I'm writing some embedded code for an RP2040 custom board, but am having issues with this block giving me a cryptic 'can't capture dynamic environment in a fn item' compiler error, despite using the exact syntax the compiler is suggesting.

This code block is supposed to be "listening" for UART signals on UART0 and then passing any received data into a message queue, MSG_Q.

Relevant code block:

use rp2040_hal::{

    fn UART0_IRQ() {
        let mut buffer = [0u8; 64];
        let _bytes_read =  move || { uart_s.read_raw(&mut buffer); };

        if _bytes_read.into().is_ok() {
            unsafe {
                let s: &str = core::str::from_utf8(&buffer).unwrap();
                cortex_m::interrupt::free(|cs| MSG_Q.borrow(cs).borrow_mut().push(s.to_string()));

Compiler error:

error[E0434]: can't capture dynamic environment in a fn item
   --> src\main.rs:150:38
150 |         let _bytes_read =  move || { uart_s.read_raw(&mut buffer); };
    |                                      ^^^^^^
    = help: use the `|| { ... }` closure form instead

Any suggestions would be much appreciated!
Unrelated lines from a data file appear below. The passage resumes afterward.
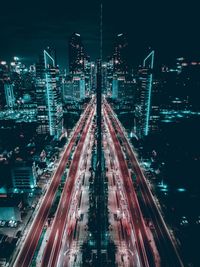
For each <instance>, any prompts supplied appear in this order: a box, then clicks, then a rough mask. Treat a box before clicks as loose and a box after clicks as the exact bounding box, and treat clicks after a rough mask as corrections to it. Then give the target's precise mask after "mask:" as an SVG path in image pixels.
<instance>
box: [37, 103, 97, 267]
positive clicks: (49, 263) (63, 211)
mask: <svg viewBox="0 0 200 267" xmlns="http://www.w3.org/2000/svg"><path fill="white" fill-rule="evenodd" d="M94 111H95V110H94V107H93V108H92V109H91V111H90V114H89V116H88V118H87V120H86V122H85V127H84V129H83V132H82V134H81V137H80V141H79V143H78V145H77V147H76V150H75V153H74V156H73V159H72V163H71V165H70V169H69V173H68V177H67V181H66V183H65V185H64V189H63V192H62V196H61V199H60V202H59V205H58V209H57V212H56V215H55V218H54V222H53V225H52V229H51V233H50V236H49V239H48V241H47V245H46V247H45V251H44V255H43V259H42V263H41V266H42V267H46V266H51V267H55V266H57V262H58V257H59V254H60V249H61V245H62V239H63V234H64V230H65V228H66V224H67V220H68V216H69V210H70V205H71V200H72V195H73V191H74V189H75V188H74V187H75V184H76V183H75V181H76V178H77V177H78V175H77V173H78V170H79V164H80V159H81V154H82V153H83V146H84V143H85V140H86V137H87V134H88V131H89V129H90V126H91V125H92V120H93V117H94ZM74 222H76V219H74ZM74 226H75V223H74ZM72 232H73V231H72Z"/></svg>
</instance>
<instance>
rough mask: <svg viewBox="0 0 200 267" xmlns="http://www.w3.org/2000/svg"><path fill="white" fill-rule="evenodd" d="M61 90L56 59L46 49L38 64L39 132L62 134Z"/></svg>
mask: <svg viewBox="0 0 200 267" xmlns="http://www.w3.org/2000/svg"><path fill="white" fill-rule="evenodd" d="M60 90H61V89H60V86H59V78H58V69H57V67H56V66H55V61H54V59H53V57H52V56H51V55H50V53H49V52H47V51H46V50H44V52H43V54H42V55H41V57H40V60H39V63H38V64H37V65H36V98H37V121H38V128H37V132H38V134H49V135H51V136H54V137H56V138H59V136H60V135H61V132H62V117H63V110H62V104H61V91H60Z"/></svg>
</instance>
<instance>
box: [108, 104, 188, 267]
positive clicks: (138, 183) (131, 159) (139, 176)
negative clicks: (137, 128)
mask: <svg viewBox="0 0 200 267" xmlns="http://www.w3.org/2000/svg"><path fill="white" fill-rule="evenodd" d="M104 109H105V110H106V112H107V113H109V115H110V120H111V122H112V125H113V127H114V128H115V132H116V133H117V134H118V136H120V140H121V142H122V143H121V144H122V145H123V147H124V148H125V149H126V153H127V155H128V158H129V161H130V163H131V165H132V168H133V170H134V173H135V174H136V183H137V185H138V189H137V190H139V192H140V195H141V197H140V198H139V200H140V202H139V203H140V206H141V207H142V213H143V215H144V216H145V217H146V219H147V220H146V221H149V222H151V223H152V225H153V236H154V240H155V244H156V247H157V250H158V252H159V256H160V260H161V266H162V267H179V266H181V267H183V266H184V265H183V262H182V260H181V258H180V256H179V253H178V251H177V248H176V246H175V244H174V242H173V240H172V238H171V236H170V233H169V230H168V228H167V226H166V223H165V222H164V219H163V217H162V215H161V213H160V211H159V208H158V207H157V205H156V202H155V200H154V197H153V195H152V193H151V190H150V188H149V185H148V183H147V180H146V178H145V176H144V173H143V171H142V169H141V167H140V164H139V162H138V160H137V158H136V155H135V153H134V152H133V149H132V147H131V145H130V143H129V141H128V139H127V137H126V135H125V131H124V129H123V128H122V126H121V124H120V122H119V120H118V119H117V118H116V115H115V114H114V112H113V110H112V108H111V107H110V105H109V104H108V103H107V102H106V101H104Z"/></svg>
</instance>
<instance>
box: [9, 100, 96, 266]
mask: <svg viewBox="0 0 200 267" xmlns="http://www.w3.org/2000/svg"><path fill="white" fill-rule="evenodd" d="M91 112H94V105H93V100H92V103H90V104H89V105H88V107H87V108H86V110H85V112H84V113H83V115H82V117H81V118H80V120H79V122H78V123H77V126H76V128H75V130H74V132H73V135H72V137H71V139H70V140H69V143H68V145H67V147H66V148H65V151H64V153H63V155H62V157H61V159H60V162H59V164H58V167H57V169H56V171H55V173H54V175H53V177H52V180H51V183H50V185H49V188H48V189H47V191H46V194H45V195H44V198H43V200H42V203H41V205H40V207H39V210H38V212H37V214H36V216H35V218H34V220H33V223H32V225H31V227H30V229H29V232H28V234H27V236H26V238H25V241H24V242H23V244H22V246H21V249H20V251H19V253H18V256H17V258H16V260H15V262H14V266H15V267H28V266H30V264H31V262H32V258H33V256H34V253H35V251H36V248H37V245H38V242H39V239H40V237H41V234H42V231H43V228H44V225H45V223H46V220H47V217H48V214H49V211H50V209H51V207H52V204H53V201H54V197H55V195H56V192H57V190H58V186H59V184H60V181H61V177H62V175H63V173H64V171H65V167H66V164H67V161H68V159H69V156H70V154H71V151H72V148H73V146H74V145H75V144H76V141H77V138H78V137H79V134H80V132H81V131H82V130H83V128H85V124H86V121H87V120H88V116H89V114H91ZM90 116H91V115H90Z"/></svg>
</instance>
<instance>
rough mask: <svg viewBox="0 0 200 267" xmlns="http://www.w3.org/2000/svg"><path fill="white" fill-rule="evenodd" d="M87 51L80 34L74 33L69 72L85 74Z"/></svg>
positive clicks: (69, 42) (72, 42) (71, 50)
mask: <svg viewBox="0 0 200 267" xmlns="http://www.w3.org/2000/svg"><path fill="white" fill-rule="evenodd" d="M85 59H86V54H85V49H84V46H83V43H82V40H81V36H80V34H79V33H74V34H72V36H71V39H70V42H69V71H70V73H71V74H74V73H76V74H77V73H83V72H84V69H85Z"/></svg>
The problem is not with _bytes_read, but with the interrupt handler itself. uart_s is a local variable defined outside of it, so handler can't refer to it. How it is defined at all?

1 Like

In Rust, the compiler will implement a closure by creating a struct that will hold onto any state it closes over and implementing the relevant Fn*() trait.

To help with ergonomics, when the closure doesn't capture anything it is assignable to the corresponding bare function (e.g. || println!("Hello, World") is assignable to a fn() variable). This works because everything is dictated by the function implementation and we don't need to carry any state around.

However, once your closure captures some state from the outside (uart_s in this case), we need some place to store that state so the closure can't be assigned to a fn() variable any more (a fn() is literally just a pointer to some machine code). That's what the "can't capture dynamic environment in a fn item" error is trying to tell you.

The typical solution is to make sure any state your callback needs is either stored as a global variable or to make sure your caller somehow passes the state in as an argument.


Here's the uart_s definition.

fn main() -> ! {
    let uart_s = UartPeripheral::new(periphs.UART0, s_uart_pins, &mut periphs.RESETS)
        .enable(uart::common_configs::_115200_8_N_1, uart_clocks)

@Michael-F-Bryan I'm fairly new to Rust, so I'm trying to parse what you're saying, but when you say "state" are you just referring to a temporal snapshot of a variable and its current value?

Does this mean that uart_s needs to be defined before fn main() as a global in order to make it accessible inside fn UART0_IRQ() even though fn UART0_IRQ() is defined inside main()? Why does the compiler suggest a closure as a possible fix? This seems to have nothing to do with the core problem of the variable being out of scope.

I'd like to pass uart_s in as an argument, but I don't think that's possible with an interrupt function.

Function placement has an impact only on visibility of the function itself, nothing more.

If UART0_IRQ didn't have to be the function item, you could fix the error by making it a closure.

1 Like

Which is to say, what the compiler suggests you to do is change

fn UART0_IRQ() { 

itself into

let UART0_IRQ = move || {

which unfortunately is not possible in this case, but the compiler doesn't know that.

1 Like

Thank you all, that really is helpful.